CS 656 Homework #3, Due April 28th

1. In this question, you use the early TCP equations to compute timeouts:

   RTT=RTT*0.9 + (NEW_RTT_SAMPLES)*0.1,
   Timeout = 2*RTT

   • (15pt) Starting from RTT = 100ms, calculate the Timeout value after processing 3 RTT samples: 120ms, 50ms, and 400ms.
   • (5pt) Notice that there probably is a developing congestion situation as implied in the 3rd sample. Your Timeout result will be used as the timeout interval for the next leaving packet. If the round-trip time of that packet is again 400ms, will it suffer retransmission ?

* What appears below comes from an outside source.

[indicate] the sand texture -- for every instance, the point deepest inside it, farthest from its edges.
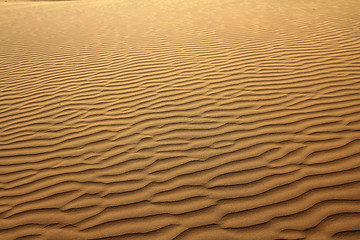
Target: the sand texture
(180, 119)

2. In this question, you use the refined equations to compute timeouts:

   DIFF=SAMPLE-RTT
   RTT = RTT+ DIFF/8
   DEV = DEV + (|DIFF| - DEV)/4
   Timeout = RTT + DEV * 4

   • (15pt) Starting from RTT = 100ms and DEV=50, calculate the Timeout value after processing 3 RTT samples: 120ms, 50ms, and 400ms.
   • (5pt) Notice that there probably is a developing congestion situation as implied in the 3rd sample. Your Timeout result will be used as the timeout interval for the next leaving packet. If the round-trip time of that packet is again 400ms, will it suffer retransmission ?

3. (10pt) Assume that a TCP receiver acknowledges every segment immediately and that it has received successfully everything up to byte 999 regarding a particular connection. Show the acknowledgments produced in response to the following segments of the connection, arriving in the order:

   Seg(1500,100), Seg(1000,300), Seg(1600,200), Seg(1800,200), Seg(1300,200),

   where Seg(x,y) denotes a segment with sequence number x and with y bytes of data. The SYN and FIN bits are OFF with all above segments. In your answer, use the notation Ack(x) to represent an acknowledgment with sequence number x.

4. (8pt) The TCP fast retransmission mechanism uses 3 duplicates of acknowledgments with sequence number x (that is, four Ack(x) in a row) as a indication of the loss of Segment(x). Explain the rational of this mechanism.